As this happens, it's important to realize in selecting an optical fiber that most of the cost lies in other network components, says Robert Reid. "It's really the electronics that dominate the cost. It's the transceivers that plug into the switches that dominate the cost."
Reid is senior product development manager at cabling and infrastructure manufacturer Panduit. Single-mode optical fiber, the type used in long-haul communications, is cheaper than the multimode fiber found in data centers and industrial networks. However, Reid says that a single-mode transceiver is at least three times the cost of the multimode version. Hence, in places where connections are plentiful and runs not too long, such as data centers and plant floors, a multimode fiber solution is less expensive overall.
No matter the fiber type, though, it must be protected from a plant floor environment that can include vibration, oils, temperature extremes and possible water washdowns. If many fibers are being run, the best solution might be to put them through a protective metal conduit. If only a handful of connections are needed, it might be best to use a metal armored cable.

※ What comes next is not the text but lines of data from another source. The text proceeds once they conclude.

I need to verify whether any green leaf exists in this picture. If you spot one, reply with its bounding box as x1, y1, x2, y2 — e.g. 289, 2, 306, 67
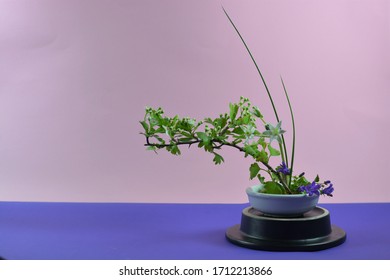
196, 132, 210, 144
249, 163, 260, 180
229, 103, 238, 121
167, 145, 181, 155
257, 137, 267, 149
140, 121, 149, 133
253, 106, 263, 118
268, 144, 280, 156
261, 181, 284, 194
213, 153, 225, 164
243, 145, 259, 158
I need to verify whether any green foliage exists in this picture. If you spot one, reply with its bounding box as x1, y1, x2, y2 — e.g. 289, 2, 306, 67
140, 97, 294, 191
261, 181, 285, 194
249, 162, 260, 180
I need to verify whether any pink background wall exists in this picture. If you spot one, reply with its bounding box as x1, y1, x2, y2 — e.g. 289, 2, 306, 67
0, 0, 390, 203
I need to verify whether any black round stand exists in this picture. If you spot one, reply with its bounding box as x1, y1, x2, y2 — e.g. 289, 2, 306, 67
226, 207, 346, 251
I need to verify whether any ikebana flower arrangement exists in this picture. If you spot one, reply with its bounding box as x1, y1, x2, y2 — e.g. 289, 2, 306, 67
140, 10, 334, 214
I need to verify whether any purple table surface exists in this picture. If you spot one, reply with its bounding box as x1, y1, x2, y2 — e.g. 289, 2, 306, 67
0, 202, 390, 260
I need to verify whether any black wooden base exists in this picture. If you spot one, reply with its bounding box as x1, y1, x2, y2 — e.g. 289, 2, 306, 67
226, 207, 346, 251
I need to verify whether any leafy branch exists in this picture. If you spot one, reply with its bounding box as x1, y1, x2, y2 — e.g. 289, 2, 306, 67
140, 97, 292, 193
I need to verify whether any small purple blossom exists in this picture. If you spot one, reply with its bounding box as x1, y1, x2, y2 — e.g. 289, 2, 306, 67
298, 181, 321, 196
321, 183, 334, 196
276, 162, 290, 175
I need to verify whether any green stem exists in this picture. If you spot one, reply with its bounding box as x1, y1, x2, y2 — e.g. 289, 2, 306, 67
280, 77, 295, 186
222, 6, 289, 167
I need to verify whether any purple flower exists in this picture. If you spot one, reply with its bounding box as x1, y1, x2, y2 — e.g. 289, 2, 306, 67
276, 162, 290, 175
321, 183, 334, 196
298, 181, 321, 196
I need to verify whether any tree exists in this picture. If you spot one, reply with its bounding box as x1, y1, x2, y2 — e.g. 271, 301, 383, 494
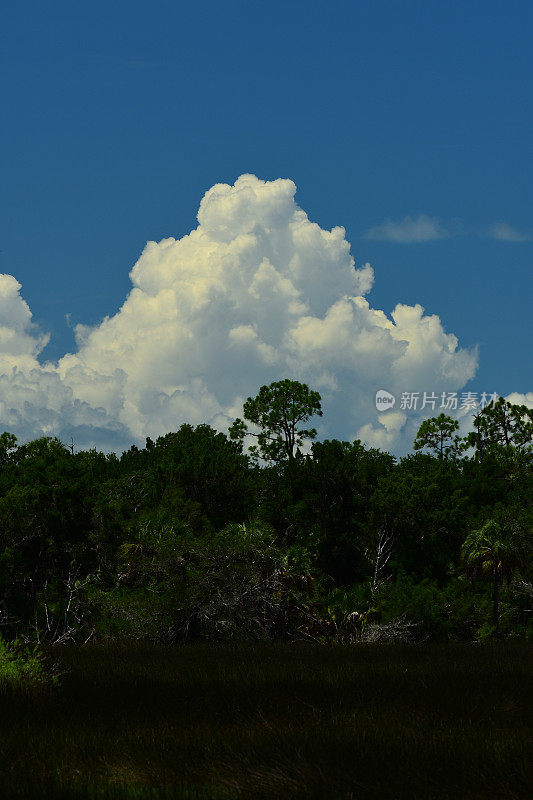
0, 431, 17, 466
467, 397, 533, 458
414, 414, 463, 458
461, 518, 527, 637
229, 378, 322, 462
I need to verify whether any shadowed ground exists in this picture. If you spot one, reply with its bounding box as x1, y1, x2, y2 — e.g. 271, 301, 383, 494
0, 643, 533, 800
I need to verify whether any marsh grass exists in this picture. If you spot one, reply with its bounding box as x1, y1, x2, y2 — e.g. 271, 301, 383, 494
0, 643, 533, 800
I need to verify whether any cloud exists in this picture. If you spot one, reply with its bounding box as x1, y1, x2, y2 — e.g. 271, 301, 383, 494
487, 222, 531, 242
0, 175, 477, 449
364, 214, 450, 244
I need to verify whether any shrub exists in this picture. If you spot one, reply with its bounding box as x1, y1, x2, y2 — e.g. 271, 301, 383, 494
0, 637, 59, 689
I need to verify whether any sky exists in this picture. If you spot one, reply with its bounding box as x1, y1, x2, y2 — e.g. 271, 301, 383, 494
0, 0, 533, 452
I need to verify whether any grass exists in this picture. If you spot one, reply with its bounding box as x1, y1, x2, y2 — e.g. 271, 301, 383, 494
0, 643, 533, 800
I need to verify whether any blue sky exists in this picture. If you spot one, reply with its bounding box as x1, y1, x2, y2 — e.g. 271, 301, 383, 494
0, 0, 533, 450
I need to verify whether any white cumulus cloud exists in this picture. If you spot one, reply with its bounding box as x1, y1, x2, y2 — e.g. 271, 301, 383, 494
0, 175, 477, 449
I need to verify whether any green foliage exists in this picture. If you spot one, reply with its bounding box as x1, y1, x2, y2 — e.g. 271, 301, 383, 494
0, 380, 533, 644
467, 397, 533, 458
0, 636, 59, 690
413, 414, 464, 458
230, 378, 322, 463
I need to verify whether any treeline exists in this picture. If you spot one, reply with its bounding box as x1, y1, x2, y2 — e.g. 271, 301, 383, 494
0, 380, 533, 643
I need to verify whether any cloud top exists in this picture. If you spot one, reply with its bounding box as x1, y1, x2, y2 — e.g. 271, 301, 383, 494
0, 175, 477, 449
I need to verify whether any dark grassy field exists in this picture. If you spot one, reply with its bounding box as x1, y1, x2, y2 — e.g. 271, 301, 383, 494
0, 643, 533, 800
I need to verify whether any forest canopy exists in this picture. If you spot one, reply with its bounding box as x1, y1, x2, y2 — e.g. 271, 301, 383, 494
0, 379, 533, 644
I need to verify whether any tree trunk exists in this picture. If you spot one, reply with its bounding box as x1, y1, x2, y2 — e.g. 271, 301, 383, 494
492, 570, 500, 639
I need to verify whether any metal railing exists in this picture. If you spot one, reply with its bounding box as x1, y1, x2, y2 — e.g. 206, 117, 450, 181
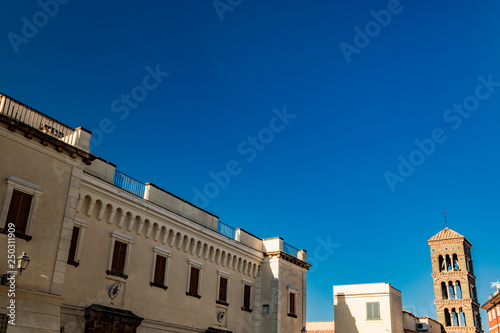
218, 221, 236, 239
283, 242, 299, 258
0, 94, 75, 141
113, 170, 146, 198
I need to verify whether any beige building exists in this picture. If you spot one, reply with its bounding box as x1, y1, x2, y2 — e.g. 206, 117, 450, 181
428, 227, 483, 333
481, 282, 500, 333
403, 310, 444, 333
333, 283, 403, 333
306, 320, 335, 333
333, 283, 443, 333
0, 95, 310, 333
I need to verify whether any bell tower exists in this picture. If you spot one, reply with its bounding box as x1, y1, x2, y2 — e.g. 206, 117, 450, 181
427, 227, 483, 333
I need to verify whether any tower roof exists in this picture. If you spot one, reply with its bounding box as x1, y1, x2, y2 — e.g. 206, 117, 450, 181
428, 227, 465, 242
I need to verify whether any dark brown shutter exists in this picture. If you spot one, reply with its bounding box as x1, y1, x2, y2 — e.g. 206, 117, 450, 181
189, 267, 200, 295
290, 293, 295, 314
153, 255, 167, 285
111, 241, 127, 274
243, 285, 251, 309
219, 276, 227, 302
68, 227, 80, 261
5, 190, 33, 234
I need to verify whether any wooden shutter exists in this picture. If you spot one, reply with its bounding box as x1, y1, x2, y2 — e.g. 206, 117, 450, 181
68, 227, 80, 262
243, 285, 251, 309
5, 190, 33, 234
289, 293, 295, 314
111, 241, 127, 274
153, 255, 167, 286
189, 267, 200, 295
219, 276, 227, 302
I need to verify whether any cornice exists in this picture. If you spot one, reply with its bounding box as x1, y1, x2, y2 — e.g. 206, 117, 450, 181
266, 251, 311, 270
0, 114, 97, 165
82, 173, 264, 263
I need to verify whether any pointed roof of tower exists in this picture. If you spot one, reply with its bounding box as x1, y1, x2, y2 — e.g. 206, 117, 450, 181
428, 227, 468, 242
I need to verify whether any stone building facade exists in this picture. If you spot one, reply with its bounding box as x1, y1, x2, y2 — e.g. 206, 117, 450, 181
428, 227, 483, 333
481, 288, 500, 333
0, 95, 310, 333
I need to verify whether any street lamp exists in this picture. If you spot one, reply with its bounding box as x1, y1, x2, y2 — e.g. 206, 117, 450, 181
0, 252, 30, 286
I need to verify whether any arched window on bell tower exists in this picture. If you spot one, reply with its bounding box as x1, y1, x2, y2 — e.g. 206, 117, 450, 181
453, 253, 460, 271
441, 282, 448, 299
445, 254, 451, 272
448, 281, 456, 299
444, 309, 451, 327
439, 255, 446, 272
455, 280, 463, 299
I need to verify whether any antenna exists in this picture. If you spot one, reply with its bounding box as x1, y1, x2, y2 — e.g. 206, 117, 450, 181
441, 209, 448, 228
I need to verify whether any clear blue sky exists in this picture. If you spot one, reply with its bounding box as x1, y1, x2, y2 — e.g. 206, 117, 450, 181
0, 0, 500, 326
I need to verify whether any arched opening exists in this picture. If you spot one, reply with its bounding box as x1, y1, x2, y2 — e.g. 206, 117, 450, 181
446, 254, 451, 272
455, 281, 463, 298
451, 308, 459, 326
453, 254, 459, 271
444, 309, 451, 327
448, 281, 456, 299
441, 282, 448, 299
460, 308, 467, 326
439, 255, 445, 272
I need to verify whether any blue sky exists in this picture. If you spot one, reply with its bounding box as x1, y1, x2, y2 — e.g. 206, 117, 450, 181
0, 0, 500, 327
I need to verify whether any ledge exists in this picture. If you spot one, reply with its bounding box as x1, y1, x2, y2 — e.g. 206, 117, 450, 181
0, 228, 33, 242
0, 114, 97, 165
186, 292, 201, 299
68, 259, 80, 267
266, 251, 311, 270
106, 270, 128, 280
149, 282, 168, 290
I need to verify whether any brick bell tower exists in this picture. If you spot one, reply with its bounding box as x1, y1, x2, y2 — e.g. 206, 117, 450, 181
427, 227, 483, 333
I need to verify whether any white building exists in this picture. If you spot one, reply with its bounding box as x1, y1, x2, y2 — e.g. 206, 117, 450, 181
0, 91, 310, 333
333, 283, 444, 333
333, 283, 403, 333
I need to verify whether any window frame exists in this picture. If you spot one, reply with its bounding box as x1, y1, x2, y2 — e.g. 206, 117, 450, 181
241, 279, 255, 312
106, 231, 134, 280
215, 269, 231, 306
0, 176, 43, 241
366, 301, 382, 321
149, 246, 172, 290
68, 218, 87, 267
287, 285, 299, 318
186, 259, 205, 299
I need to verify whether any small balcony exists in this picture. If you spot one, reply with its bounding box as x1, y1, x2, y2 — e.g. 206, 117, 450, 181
0, 94, 91, 152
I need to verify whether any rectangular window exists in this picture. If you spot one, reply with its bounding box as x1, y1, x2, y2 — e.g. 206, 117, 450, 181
149, 246, 172, 290
366, 302, 380, 320
215, 270, 231, 306
241, 284, 252, 311
68, 227, 80, 267
288, 293, 295, 315
219, 276, 227, 303
189, 267, 200, 296
287, 285, 299, 318
111, 241, 127, 275
186, 259, 203, 298
0, 314, 8, 333
153, 255, 167, 286
5, 190, 33, 234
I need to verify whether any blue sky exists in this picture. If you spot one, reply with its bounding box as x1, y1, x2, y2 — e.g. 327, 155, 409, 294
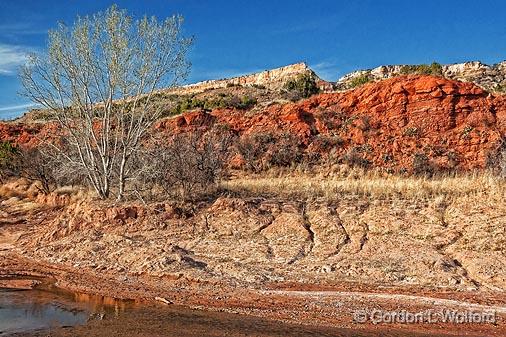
0, 0, 506, 118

Still better for such cases might be a protective plastic enclosure such as the electrician-friendly type introduced last year by Panduit. It is lighter than metal, offers a better bend radius and doesn't need grounding. As for terminating and attaching the fiber, that can be done in as little as 20 seconds by technicians using a special tool, according to Reid.
Another example of cable advances comes from optical fiber solutions provider OFS, which offers cabling specifically geared for the industrial market, according to Natasha Juhasz, market product analyst. For instance, consider its graded index hard-coat silica (GiHCS) fiberoptic products. Due to the gradually changing refractive index in the glass, signals come out cleaner as they travel down the fiber, which makes the data transmission rate faster in an industrial setting as compared to legacy step-index designs, says Juhasz. She adds that the resulting greater bandwidth is one reason why OFS cabling allows for communications to be more deterministic and closer to real time than the competition.

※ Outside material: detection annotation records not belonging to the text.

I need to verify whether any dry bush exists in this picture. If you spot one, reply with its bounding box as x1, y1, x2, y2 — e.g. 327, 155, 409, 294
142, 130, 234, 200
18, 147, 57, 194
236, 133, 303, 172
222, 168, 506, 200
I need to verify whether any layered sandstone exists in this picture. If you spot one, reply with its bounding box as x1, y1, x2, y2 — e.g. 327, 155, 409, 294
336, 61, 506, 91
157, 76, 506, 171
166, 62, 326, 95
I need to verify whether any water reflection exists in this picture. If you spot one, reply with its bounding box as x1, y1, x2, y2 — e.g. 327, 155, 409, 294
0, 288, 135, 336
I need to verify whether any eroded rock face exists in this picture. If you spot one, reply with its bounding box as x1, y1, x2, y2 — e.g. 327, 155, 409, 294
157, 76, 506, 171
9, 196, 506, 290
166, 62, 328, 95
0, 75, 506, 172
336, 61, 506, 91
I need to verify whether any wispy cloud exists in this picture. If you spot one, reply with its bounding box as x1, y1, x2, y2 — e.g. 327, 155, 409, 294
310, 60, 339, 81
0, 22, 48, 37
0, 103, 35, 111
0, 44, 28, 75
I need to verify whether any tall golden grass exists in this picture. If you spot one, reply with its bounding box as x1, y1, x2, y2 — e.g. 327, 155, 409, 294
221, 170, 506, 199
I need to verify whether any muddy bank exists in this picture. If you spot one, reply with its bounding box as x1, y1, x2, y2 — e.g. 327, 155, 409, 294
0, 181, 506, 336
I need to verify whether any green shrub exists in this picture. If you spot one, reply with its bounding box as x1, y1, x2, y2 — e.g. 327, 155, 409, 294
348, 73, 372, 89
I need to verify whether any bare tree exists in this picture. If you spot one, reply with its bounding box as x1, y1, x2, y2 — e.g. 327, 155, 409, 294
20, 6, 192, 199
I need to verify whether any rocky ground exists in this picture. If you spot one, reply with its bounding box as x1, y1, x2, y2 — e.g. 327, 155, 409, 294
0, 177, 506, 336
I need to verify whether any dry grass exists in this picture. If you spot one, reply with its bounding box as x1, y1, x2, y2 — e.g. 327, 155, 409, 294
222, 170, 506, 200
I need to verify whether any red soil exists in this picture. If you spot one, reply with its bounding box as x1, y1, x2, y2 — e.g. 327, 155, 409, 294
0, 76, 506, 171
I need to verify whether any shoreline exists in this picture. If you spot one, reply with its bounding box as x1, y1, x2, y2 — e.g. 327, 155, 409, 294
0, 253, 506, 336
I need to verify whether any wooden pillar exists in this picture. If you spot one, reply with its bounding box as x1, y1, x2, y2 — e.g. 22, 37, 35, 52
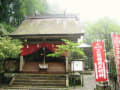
66, 57, 69, 87
66, 56, 68, 73
19, 56, 24, 72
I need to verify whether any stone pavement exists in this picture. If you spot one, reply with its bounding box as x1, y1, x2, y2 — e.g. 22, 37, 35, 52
71, 72, 96, 90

Like other optical cabling, the company's graded index fiber glass core is surrounded by a silica cladding and further encased by a hard and thin protective coating. The two play a role in setting the optical and mechanical characteristics of the fiber, as well as its plant floor ease-of-use.
"Our fiber is thicker. With a 230-micron diameter, it's noticeably easier to handle than traditional fibers with a 125-micron cladding," Juhasz says. For reference, human hairs are around 100 microns across.

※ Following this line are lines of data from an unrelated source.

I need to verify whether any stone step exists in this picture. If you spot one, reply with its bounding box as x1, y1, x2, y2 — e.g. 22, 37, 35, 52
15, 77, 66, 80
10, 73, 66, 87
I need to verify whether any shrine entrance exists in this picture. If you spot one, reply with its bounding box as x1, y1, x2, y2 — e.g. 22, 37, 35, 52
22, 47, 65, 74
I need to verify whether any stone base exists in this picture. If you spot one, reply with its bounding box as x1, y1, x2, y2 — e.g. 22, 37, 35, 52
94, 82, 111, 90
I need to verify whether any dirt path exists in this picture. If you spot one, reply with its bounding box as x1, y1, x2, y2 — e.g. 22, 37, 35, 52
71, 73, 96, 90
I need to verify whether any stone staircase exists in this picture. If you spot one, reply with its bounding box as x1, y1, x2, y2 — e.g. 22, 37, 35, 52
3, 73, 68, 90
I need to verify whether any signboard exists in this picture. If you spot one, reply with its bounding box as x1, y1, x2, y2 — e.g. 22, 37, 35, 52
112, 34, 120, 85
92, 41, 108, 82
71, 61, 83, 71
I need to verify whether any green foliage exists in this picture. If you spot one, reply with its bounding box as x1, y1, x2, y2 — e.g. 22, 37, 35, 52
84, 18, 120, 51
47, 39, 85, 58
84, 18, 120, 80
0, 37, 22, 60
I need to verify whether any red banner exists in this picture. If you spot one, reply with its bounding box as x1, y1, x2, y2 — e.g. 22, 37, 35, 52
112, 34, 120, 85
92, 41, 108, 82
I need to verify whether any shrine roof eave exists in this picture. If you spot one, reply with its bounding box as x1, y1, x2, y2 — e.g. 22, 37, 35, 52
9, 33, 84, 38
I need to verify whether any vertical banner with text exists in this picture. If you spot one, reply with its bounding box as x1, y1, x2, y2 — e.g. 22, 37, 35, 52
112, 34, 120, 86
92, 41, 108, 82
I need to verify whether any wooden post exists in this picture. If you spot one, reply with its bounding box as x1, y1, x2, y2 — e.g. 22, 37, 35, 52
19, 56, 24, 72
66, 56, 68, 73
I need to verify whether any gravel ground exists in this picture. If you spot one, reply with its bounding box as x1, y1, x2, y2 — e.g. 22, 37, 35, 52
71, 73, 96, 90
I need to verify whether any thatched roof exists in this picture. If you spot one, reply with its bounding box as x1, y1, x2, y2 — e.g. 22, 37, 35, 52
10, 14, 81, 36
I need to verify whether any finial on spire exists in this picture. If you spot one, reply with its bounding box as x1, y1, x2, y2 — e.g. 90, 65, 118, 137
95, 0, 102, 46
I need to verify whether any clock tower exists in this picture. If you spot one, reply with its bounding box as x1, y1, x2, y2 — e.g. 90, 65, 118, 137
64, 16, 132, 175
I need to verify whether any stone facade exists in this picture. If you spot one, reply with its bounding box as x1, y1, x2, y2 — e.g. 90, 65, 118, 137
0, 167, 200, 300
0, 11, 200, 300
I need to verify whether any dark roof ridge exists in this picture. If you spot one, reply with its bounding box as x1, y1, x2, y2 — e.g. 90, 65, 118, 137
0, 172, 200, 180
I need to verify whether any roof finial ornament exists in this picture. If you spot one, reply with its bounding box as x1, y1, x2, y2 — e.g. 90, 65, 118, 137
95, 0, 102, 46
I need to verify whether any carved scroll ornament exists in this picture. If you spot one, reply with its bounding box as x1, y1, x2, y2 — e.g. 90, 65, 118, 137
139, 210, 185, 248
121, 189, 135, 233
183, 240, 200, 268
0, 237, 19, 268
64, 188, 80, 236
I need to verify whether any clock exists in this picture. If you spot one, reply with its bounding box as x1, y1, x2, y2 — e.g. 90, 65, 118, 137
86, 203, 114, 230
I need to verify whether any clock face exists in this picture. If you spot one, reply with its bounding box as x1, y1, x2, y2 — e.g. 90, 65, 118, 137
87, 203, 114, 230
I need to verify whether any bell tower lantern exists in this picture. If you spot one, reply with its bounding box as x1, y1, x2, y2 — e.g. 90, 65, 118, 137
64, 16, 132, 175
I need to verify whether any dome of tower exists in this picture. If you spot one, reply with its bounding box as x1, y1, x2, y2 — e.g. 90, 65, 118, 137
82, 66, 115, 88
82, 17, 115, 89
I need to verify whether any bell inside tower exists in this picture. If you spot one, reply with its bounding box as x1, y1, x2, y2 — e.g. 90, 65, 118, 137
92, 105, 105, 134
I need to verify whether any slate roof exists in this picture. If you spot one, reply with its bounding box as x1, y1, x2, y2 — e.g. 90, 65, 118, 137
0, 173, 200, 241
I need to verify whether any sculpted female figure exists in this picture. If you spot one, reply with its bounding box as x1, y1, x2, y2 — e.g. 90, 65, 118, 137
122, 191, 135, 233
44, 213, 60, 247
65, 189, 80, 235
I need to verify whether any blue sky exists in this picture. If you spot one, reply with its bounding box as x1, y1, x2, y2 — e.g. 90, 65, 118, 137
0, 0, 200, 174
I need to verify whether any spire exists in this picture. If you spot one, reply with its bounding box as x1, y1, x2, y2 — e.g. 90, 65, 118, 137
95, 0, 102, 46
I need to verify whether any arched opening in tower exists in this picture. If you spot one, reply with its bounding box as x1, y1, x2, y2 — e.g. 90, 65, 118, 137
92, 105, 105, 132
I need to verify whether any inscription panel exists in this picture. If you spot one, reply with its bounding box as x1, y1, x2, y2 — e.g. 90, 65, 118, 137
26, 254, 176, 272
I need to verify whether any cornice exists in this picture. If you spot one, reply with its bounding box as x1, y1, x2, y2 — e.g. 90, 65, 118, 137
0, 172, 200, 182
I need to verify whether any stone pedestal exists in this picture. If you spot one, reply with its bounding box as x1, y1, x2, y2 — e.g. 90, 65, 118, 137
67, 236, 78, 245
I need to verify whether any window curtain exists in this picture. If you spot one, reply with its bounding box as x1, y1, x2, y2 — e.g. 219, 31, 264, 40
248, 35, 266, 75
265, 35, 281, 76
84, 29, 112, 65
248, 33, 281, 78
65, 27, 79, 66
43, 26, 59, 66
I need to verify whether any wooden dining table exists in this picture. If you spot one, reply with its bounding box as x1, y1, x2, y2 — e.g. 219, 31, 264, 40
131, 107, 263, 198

Graded index polymer-coated fiber, the generic name for what OFS makes, is in the process of being made a part of connection standards set by ODVA, the automation networking technology industry group. Juhasz expects that to happen in 2015.
A third example of fiberoptic cable innovation comes from AFL, which engineers, makes and installs fiberoptic products and associated equipment. When it comes to industrial automation, Craig Stratton, AFL's business development manager for harsh environment fiberoptic cables, notes that what goes to a machine on the plant floor may need to be armored and meet fire-resistance ratings. AFL has an armored fiberoptic cable that is similar to the flexible metallic tubing used for copper.
AFL also has a new product that can be used in industrial settings. The Enterprise Air-Blown Cable solution consists of small-diameter optical fiber cable with as many as 48 strands of glass. This bundle can be sent through a microduct installed in a tray or a raceway or connected to a ceiling. It allows easy installation, according to Stratton.
"The cable can be jetted with an air-blowing system that can install the fiber at a rate of about 200 ft/min. It enables a facility to add a physical layer network as the need for bandwidth presents itself," he says.